Real-world HTML pages often contain hundreds of misplaced ampersands, due to the unfortunate idea of using the ampersand as query separator (please use the comma in new code!). All such ampersand should be specified as &amp;. If named entities are delimited using a transition from alphabetical to non-alphabetical characters, we can easily get false positives. If the parameter loose is false, named entities can be delimited only by whitespace or by a comma.

Parameters:
a - a character array containing the entity.
offset - the offset at which the entity starts (the offset must point at the ampersand).
length - an upper bound to the maximum returned position.
loose - if true, named entities can be terminated by any non-alphabetical character (instead of whitespace or comma).
entity - a support mutable string used to query ParsingFactory.getEntity(MutableString).
Returns:
the position of the last character of the entity, or -1 if no entity was found.

replaceEntities

protected void replaceEntities(MutableString s,
                               MutableString entity,
                               boolean loose)
Deprecated. 
Replaces entities with the corresponding characters.

This method will modify the mutable string s so that all legal occurrences of entities are replaced by the corresponding character.

Parameters:
s - a mutable string whose entities will be replaced by the corresponding characters.
entity - a support mutable string used by scanEntity(char[], int, int, boolean, MutableString).
loose - a parameter that will be passed to scanEntity(char[], int, int, boolean, MutableString).

handleMarkup

protected int handleMarkup(char[] text,
                           int pos,
                           int end)
Deprecated. 
Handles markup.

Parameters:
text - the text.
pos - the first character in the markup after <!.
end - the end of text.
Returns:
the position of the first character after the markup.

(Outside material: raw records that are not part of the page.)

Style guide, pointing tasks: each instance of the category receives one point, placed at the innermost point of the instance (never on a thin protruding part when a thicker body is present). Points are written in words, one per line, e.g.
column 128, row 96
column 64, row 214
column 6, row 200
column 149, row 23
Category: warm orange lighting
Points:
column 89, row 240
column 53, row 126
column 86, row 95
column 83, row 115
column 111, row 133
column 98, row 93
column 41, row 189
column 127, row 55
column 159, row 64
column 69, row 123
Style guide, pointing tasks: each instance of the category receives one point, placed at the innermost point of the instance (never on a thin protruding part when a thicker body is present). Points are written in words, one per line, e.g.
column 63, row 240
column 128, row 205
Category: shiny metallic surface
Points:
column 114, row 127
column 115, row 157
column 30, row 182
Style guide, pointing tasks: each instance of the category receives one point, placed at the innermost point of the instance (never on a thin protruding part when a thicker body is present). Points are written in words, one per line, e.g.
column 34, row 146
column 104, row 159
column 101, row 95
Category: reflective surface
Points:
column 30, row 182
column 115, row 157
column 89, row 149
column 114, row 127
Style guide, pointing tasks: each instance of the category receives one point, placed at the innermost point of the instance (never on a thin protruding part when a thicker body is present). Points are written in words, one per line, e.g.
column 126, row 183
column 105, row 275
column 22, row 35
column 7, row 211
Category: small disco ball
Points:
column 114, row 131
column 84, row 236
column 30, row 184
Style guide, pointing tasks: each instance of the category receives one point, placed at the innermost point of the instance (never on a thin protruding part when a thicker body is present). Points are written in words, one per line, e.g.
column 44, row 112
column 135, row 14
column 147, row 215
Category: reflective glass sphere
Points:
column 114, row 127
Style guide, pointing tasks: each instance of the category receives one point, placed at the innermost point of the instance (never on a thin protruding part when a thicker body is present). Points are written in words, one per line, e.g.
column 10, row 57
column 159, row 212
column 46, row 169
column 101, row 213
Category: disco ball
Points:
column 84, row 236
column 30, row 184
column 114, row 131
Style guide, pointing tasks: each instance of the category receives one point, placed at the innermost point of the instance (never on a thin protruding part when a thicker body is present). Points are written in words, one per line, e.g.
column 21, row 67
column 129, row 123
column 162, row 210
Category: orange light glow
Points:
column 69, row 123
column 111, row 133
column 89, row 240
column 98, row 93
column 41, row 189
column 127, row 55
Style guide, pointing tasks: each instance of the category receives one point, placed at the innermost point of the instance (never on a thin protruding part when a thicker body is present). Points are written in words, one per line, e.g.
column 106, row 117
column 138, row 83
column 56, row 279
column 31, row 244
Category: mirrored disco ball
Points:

handleProcessingInstruction

protected int handleProcessingInstruction(char[] text,
                                          int pos,
                                          int end)
Deprecated. 
Handles processing instruction, ASP tags etc.

Parameters:
text - the text.
pos - the first character in the markup after <%.
end - the end of text.
Returns:
the position of the first character after the processing instruction.

parse

public void parse(char[] text)
Deprecated. 
Analyze the text document to extract information.

Parameters:
text - a char array of text to be parsed.

parse

public void parse(char[] text,
                  int offset,
                  int length)
Deprecated. 
Analyze the text document to extract information.

Parameters:
text - a char array of text to be parsed.
offset - the offset in the array from which the parsing will begin.
length - the number of characters to be parsed.